Summary: Without the Holy Spirit, we labor in vain.
What does it take to Live?
Ezekiel 37:1-14, Acts 2:1-21
I have had the opportunity to hear some unbelievable music in my life. A marvelous concert by a handbell choir comes to mind. During that concert, I suddenly became aware of a lovely young lady standing on the very end of the choir with just one little bell. Although she stood patiently alert, bell in hand, I noticed that not once in the very lengthy and complicated selection had she ever rung that bell. The music rose to a brilliant climax of sound and suddenly, at the very peak, the director turned toward that girl. She rang her bell; just one…clear, beautiful sound that hung in the air and gave meaning to the rest of the performance. As far as I could tell, she didn't ring that bell again the rest of the concert. I am still captivated by that event. My mind returned to my high school and college days of drama and music.

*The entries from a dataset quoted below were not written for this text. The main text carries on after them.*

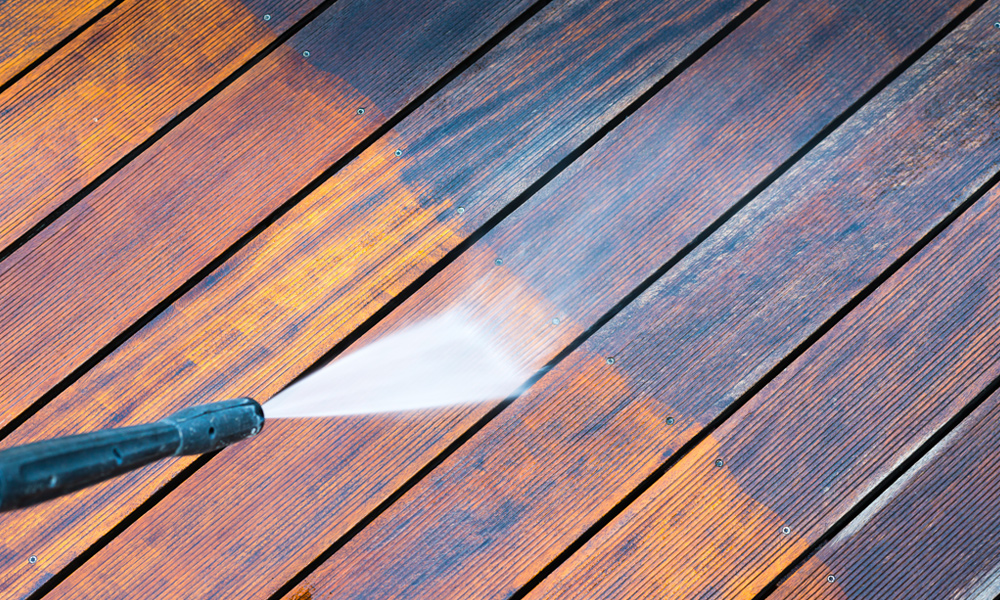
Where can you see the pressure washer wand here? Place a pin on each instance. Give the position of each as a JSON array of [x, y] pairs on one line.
[[40, 471]]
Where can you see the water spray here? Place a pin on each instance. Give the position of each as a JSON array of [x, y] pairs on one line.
[[43, 470]]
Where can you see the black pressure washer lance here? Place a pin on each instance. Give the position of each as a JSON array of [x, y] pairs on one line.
[[40, 471]]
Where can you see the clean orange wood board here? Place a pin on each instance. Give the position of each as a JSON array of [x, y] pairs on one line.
[[31, 28], [106, 92], [180, 357], [154, 224]]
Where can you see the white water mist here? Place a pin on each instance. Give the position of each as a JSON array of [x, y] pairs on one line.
[[438, 362]]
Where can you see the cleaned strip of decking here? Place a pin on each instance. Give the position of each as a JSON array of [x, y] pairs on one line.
[[932, 534], [330, 474], [829, 428], [537, 477], [33, 27], [307, 281], [167, 214], [106, 92]]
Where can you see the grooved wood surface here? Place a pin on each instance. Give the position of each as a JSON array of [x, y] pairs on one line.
[[167, 214], [756, 237], [589, 432], [33, 27], [111, 88], [888, 551]]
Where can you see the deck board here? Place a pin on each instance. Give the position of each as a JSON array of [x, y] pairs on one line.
[[534, 480], [890, 551], [253, 301], [680, 187], [32, 28], [104, 94], [169, 213], [309, 244]]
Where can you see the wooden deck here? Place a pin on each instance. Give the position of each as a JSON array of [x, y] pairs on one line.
[[751, 249]]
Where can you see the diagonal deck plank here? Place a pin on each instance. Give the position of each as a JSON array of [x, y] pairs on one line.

I had some lead parts, but I also had my share of one-liners. It was the one-liners that created the most tension, and although they gave substantial meaning to the play, they had the most potential for goof-up. Mostly we are one-liners on the stage of this world. Very, very few of us ever play lead parts. We have our one line and when the director turns toward us and points His finger -- we either do well or… goof up. Maybe it all depends on how we see ourselves. I was reminded again that the one line, the one shot, the one ring of the bell is critical to the total. Maybe that is why Jesus said: "Watch" -- be alert -- you never know when the Master will come. Or when it will be time to say your line. (His line)
A Vision of Dry Bones
The prophet Ezekiel has a vision where he is taken by God's Spirit into a valley filled with dry bones. It’s a bizarre vision. The valley is full of human bones and Ezekiel is led in silence all over the valley. You can only imagine the feelings that would emerge if you had to have such a powerful confrontation with human mortality. The silence is broken by the voice of God.

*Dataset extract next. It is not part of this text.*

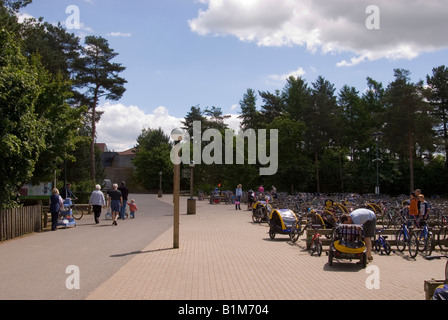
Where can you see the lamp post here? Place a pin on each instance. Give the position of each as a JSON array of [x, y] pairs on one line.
[[377, 136], [160, 184], [191, 203], [177, 136]]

"Mortal -- can these bones live?"
There could be only one answer under normal circumstances. "Of course these bones can't live. Dead is dead and the condition of these bones suggests that these have been dead a long time. The devastation must have been horrible." Can these bones live? Of course not!
Unless... unless something extraordinary, something supernatural should take place. Only a miracle could bring these bones to life.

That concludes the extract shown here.